Timochenko was previously the supreme commander of the Revolutionary Armed Forces of Colombia -- FARC in Spanish -- a Marxist guerrilla group that for half a century battled the government and right-wing paramilitaries.
The conflict, marked by kidnappings and disappearances, left some 260,000 people dead, 60,000 unaccounted for and seven million displaced.
The FARC rebels agreed in 2016 to a landmark peace deal with the government. It disarmed and in September transformed itself into a political party, keeping the same initials but changing its official name to the Common Alternative Revolutionary Force.
Just ahead of the political FARC’s founding congress in August, Timochenko -- who suffered a temporary arterial brain blockage in July, impeding his speech -- had ruled out the party putting forward a presidential candidate next year.
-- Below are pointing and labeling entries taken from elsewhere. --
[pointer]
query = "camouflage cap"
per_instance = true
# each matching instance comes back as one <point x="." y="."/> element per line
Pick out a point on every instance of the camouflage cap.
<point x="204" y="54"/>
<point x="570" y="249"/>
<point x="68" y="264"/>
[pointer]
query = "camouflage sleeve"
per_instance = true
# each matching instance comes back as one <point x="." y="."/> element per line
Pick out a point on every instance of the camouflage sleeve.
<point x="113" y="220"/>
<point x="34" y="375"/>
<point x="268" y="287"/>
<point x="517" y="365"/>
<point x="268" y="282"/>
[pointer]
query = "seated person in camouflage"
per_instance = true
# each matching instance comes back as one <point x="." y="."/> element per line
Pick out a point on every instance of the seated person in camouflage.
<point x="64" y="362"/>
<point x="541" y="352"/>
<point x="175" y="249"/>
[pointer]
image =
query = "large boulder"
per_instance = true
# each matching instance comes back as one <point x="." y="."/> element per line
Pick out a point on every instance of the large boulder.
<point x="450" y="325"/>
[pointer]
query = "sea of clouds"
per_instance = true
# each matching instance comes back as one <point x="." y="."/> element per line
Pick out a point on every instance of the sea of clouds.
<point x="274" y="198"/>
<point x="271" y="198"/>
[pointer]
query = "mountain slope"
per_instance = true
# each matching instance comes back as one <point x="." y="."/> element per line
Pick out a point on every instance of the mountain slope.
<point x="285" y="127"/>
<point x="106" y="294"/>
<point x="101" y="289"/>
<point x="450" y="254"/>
But the party named Timochenko its leader, and with the recent announcement showed it changed its mind, and intended to have him try to succeed current President Juan Manuel Santos, who is ineligible to stand for re-election.
Timochenko was not present at the news conference declaring his candidacy.
He stayed away for “health reasons,” a FARC official, Marco Calarca, told AFP, but added that the party leader had a medical green light to contest the elections.